Dann Corbit wrote:I just completed calculation using mm of Elo for junkbase (more than 10 million games, of which more than 9.5 million had recognizable termination).
It used 1 GB of RAM and took several hours.
The cost of parsing the PGN file should be linear in the file size. The cost of computation is not related to the number of games, only to the number of players.
The memory requirement of bayeselo is quadratic in the number of players, and the computation time is cubic in the number of players.
I can't use locks because I use third-party software (cutechess-cli) which writes the pgns without locks.
Howver now that I have separate files for each processor all problems are solved. For the first time I got 40k games with no loss !
I failed to notice this problem because it rarely happens for tcs larger than 40/30 sec.
Daniel
Daniel Shawul wrote:I can't use locks because I use third-party software (cutechess-cli) which writes the pgns without locks.
Howver now that I have separate files for each processor all problems are solved. For the first time I got 40k games with no loss !
I failed to notice this problem because it rarely happens for tcs larger than 40/30 sec.
Daniel
The question to answer is "what is the probability that any two games will end at exactly the same time, so that you get two different instances of the thing trying to open the same file and write to it at the same time?" The answer is, the more games you play in parallel, the greater the probability. The faster the games, the greater the probability.
I originally had a similar problem since I can produce 100K games an hour at reasonable time controls, and 1M games an hour at ultra-fast times. I would almost never get exactly the right number of games reported by BayesElo until I solved that.
Dann Corbit wrote:I just completed calculation using mm of Elo for junkbase (more than 10 million games, of which more than 9.5 million had recognizable termination).
It used 1 GB of RAM and took several hours.
The cost of parsing the PGN file should be linear in the file size. The cost of computation is not related to the number of games, only to the number of players.
The memory requirement of bayeselo is quadratic in the number of players, and the computation time is cubic in the number of players.
Rémi
That is one of the reasons I can handle 1M games in 30 seconds. Most of the time is spent reading the PGN. I typically have a dozen or two different "players" (mainly different versions of Crafty against the standard gauntlet list) so that the computational time is pretty minimal overall. In fact, it will run much faster, but I access the PGN thru NFS which is not so fast. I could run on the I/O node (which I have at times) and it is blazingly fast since the disks are speedy and there is no network delay.
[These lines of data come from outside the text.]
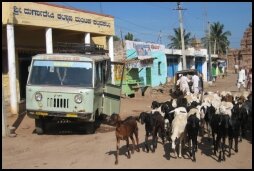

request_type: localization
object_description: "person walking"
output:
[247,68,252,92]
[212,63,217,82]
[177,74,190,94]
[237,67,245,91]
[191,74,199,94]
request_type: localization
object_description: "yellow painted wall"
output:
[2,2,115,35]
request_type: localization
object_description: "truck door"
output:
[102,62,124,116]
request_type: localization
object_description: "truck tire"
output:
[85,122,95,134]
[35,118,44,135]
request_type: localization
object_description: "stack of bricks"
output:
[241,27,252,68]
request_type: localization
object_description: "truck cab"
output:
[26,53,124,134]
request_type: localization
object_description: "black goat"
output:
[201,105,216,141]
[211,114,230,162]
[186,113,200,161]
[228,104,241,157]
[139,111,165,152]
[151,101,163,109]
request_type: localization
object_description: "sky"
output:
[50,2,252,48]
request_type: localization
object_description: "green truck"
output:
[26,53,124,134]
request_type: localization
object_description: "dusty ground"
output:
[2,75,252,169]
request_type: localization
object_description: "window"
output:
[158,61,161,75]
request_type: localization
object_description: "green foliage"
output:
[168,27,192,49]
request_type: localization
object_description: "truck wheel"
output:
[35,119,44,135]
[85,122,95,134]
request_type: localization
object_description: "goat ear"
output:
[169,109,175,113]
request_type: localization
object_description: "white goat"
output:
[170,107,188,158]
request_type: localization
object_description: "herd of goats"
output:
[105,91,252,164]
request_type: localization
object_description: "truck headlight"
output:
[74,94,82,103]
[35,92,42,101]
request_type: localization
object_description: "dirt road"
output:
[2,75,252,169]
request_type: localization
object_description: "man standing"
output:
[192,74,199,94]
[237,67,245,91]
[177,74,190,93]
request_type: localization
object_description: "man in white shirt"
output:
[237,67,245,91]
[192,74,199,94]
[177,75,190,93]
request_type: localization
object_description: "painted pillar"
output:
[7,24,18,114]
[2,84,8,137]
[190,56,196,69]
[46,28,53,54]
[84,33,91,44]
[202,58,207,82]
[178,56,183,71]
[108,36,115,84]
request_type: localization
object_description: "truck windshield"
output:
[28,60,92,87]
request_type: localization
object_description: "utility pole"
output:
[2,84,9,137]
[208,21,212,81]
[176,2,186,70]
[120,29,124,48]
[157,30,161,44]
[100,2,103,14]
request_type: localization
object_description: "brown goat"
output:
[221,94,234,103]
[110,114,139,164]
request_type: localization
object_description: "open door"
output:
[102,62,124,116]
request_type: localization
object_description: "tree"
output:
[124,32,134,40]
[201,22,231,54]
[168,27,192,49]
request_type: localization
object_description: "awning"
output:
[138,56,154,60]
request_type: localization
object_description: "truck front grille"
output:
[47,98,69,108]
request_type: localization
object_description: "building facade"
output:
[2,2,115,114]
[165,48,210,81]
[125,40,167,87]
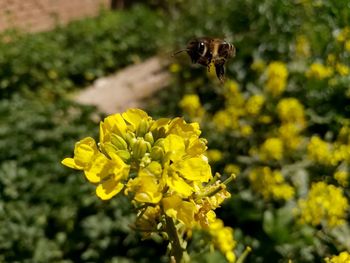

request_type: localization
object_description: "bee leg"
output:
[215,63,225,82]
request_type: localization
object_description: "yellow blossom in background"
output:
[240,124,253,137]
[278,125,303,150]
[265,61,288,97]
[325,251,350,263]
[259,138,283,161]
[307,136,332,165]
[179,94,204,119]
[336,26,350,43]
[295,35,311,58]
[305,63,333,80]
[224,163,241,175]
[327,53,337,66]
[206,149,223,163]
[298,182,349,227]
[258,115,272,124]
[333,170,350,187]
[249,166,295,200]
[245,94,265,115]
[277,98,305,129]
[344,39,350,52]
[169,63,181,73]
[335,63,350,76]
[250,59,266,73]
[208,219,237,262]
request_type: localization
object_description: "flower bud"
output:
[145,132,154,145]
[151,146,164,161]
[136,119,149,137]
[154,138,164,148]
[111,133,128,150]
[125,131,136,147]
[116,150,131,163]
[132,138,147,159]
Daniel Shawul wrote:I can't use locks because I use third-party software (cutechess-cli) which writes the pgns without locks.
Howver now that I have separate files for each processor all problems are solved. For the first time I got 40k games with no loss !
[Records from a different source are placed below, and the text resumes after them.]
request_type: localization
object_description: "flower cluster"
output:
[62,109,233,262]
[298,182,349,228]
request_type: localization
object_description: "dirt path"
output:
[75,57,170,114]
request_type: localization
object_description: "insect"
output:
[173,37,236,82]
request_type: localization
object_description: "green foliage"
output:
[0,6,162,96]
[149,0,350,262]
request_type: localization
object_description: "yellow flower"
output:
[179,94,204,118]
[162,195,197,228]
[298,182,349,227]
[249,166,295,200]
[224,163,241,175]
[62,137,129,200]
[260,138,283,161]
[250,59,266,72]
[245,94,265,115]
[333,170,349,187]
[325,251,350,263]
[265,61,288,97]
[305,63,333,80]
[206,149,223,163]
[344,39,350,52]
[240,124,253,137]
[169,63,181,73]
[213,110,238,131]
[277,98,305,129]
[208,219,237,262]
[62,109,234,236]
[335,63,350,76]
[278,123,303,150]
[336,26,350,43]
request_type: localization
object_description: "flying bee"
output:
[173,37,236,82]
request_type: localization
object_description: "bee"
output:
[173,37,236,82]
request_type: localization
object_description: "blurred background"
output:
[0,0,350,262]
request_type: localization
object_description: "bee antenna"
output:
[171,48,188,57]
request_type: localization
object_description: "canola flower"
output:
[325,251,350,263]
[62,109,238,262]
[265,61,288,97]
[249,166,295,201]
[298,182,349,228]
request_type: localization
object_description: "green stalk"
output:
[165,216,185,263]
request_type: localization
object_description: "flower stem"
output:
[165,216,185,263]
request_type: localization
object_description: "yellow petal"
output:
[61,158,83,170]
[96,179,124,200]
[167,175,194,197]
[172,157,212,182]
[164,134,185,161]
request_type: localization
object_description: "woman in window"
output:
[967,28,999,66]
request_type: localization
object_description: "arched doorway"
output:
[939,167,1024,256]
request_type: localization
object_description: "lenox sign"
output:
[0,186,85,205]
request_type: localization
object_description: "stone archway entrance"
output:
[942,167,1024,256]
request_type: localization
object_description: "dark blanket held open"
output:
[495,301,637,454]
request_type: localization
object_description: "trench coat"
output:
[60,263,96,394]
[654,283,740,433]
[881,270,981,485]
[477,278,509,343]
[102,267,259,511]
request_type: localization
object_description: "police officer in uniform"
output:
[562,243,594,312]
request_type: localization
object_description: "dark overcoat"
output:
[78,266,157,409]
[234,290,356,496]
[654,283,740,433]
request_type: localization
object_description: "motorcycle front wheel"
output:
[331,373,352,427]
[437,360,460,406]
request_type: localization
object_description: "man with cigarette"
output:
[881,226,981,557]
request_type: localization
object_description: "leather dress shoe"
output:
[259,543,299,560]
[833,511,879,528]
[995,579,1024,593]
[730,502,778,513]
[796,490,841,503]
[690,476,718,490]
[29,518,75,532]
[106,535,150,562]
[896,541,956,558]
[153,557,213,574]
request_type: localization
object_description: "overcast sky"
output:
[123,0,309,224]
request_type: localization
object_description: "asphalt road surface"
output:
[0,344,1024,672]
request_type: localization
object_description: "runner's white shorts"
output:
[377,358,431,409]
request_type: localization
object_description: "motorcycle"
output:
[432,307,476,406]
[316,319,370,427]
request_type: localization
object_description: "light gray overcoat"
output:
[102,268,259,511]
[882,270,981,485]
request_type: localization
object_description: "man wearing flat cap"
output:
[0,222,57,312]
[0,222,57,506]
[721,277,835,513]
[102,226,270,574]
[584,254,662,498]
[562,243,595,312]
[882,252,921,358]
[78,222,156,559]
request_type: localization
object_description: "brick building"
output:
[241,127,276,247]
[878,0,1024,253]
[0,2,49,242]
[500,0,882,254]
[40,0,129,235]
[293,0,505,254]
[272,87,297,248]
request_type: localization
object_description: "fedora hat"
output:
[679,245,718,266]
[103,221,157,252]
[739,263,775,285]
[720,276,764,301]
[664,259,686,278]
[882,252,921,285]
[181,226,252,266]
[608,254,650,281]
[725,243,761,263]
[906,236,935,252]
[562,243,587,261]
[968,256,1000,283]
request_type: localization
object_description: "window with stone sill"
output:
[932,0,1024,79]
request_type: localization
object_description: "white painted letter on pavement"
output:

I failed to notice this problem because it rarely happens for tcs larger than 40/30 sec.
Daniel
The question to answer is "what is the probability that any two games will end at exactly the same time, so that you get two different instances of the thing trying to open the same file and write to it at the same time?" The answer is, the more games you play in parallel, the greater the probability. The faster the games, the greater the probability.
I originally had a similar problem since I can produce 100K games an hour at reasonable time controls, and 1M games an hour at ultra-fast times. I would almost never get exactly the right number of games reported by BayesElo until I solved that.
I use my own tester which will manage many games simultaneously on a single machine. I don't have any issues because it's single threaded and use libev, an event library.
Of course this is not scalable but I think the limitations are pretty minor - I can set up 48 simultaneous games for instance on my quad and it will play the same number of games per minute as if I set 4.
My tester won't work on a cluster (unless of course I use rsh or ssh) to make the connections, but then the communication between programs and testers are over the network. I'm sure all of this would work fine if the network was fast and reliable and I was not asking for 50 games a second.
From my experiance it doesnt have a limit. However I run it from wine under linux and don't give it a PGN but instead feed it a pgn via stdin via pipe |
jshriver wrote:From my experiance it doesnt have a limit. However I run it from wine under linux and don't give it a PGN but instead feed it a pgn via stdin via pipe |
Why not download the source, compile, and run it directly without wine? I use it all the time myself and it has compiled cleanly on all sorts of linux distros including our specialized cluster (ROCKS) version.